Need more proof? According to Mark V. Lomanno, president, STR, lodging demand has come back almost all the way to where it was before the downturn.
 
“In July 2010, more rooms were sold than any month ever in the lodging industry. Transient leisure and transient business are back to where they were or higher,” says Lomanno, who also acknowledges ADR has not returned. “Demand is at 6.6 percent, the highest demand number in more than 20 years.”
 
In fact, demand has been so strong recently, both August and September set a record for selling the second most rooms in a month, ever.
 
STR’s numbers predict that, as 2010 winds down, the industry as a whole will see supply increase by 2.2 percent while occupancy will rise 4.4 percent. ADR will slip a negligible -0.1 percent while RevPAR jumps 4.3 percent. In 2011, supply will increase 1.1 while demand is predicted to increase 2.5 percent.

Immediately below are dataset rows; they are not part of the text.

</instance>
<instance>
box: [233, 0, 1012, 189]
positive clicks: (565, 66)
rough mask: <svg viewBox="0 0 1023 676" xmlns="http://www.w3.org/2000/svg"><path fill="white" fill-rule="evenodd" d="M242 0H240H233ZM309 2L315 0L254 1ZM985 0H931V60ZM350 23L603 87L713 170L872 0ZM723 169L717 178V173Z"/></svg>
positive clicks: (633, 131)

Other 2011 predictions include occupancy rising 1.5 percent, ADR increasing 3.9 percent and RevPAR moving up 5.3 percent.
 
One CEO is seeing the demand phenomenon affecting his business. Hubert Joly, president & CEO, Carlson Hotels Worldwide, says corporate travel in particular has returned to levels not seen since the downturn began.
 
“Corporate travel is back; we took a beating in 2009. It is back, vibrant and growing in the teens. Corporations have decided that, to grow their business, they need to travel,” says Joly.
 
Finally, PKF’s Woodworth sees the lodging industry is heading in the right direction. “We think the industry has come off the bottom and we are moving through the trough. As we move forward, rates are beginning to get some traction,” he says. “But [fortunately] it won’t lead to meaningful levels of new development until 2013 or 2014.”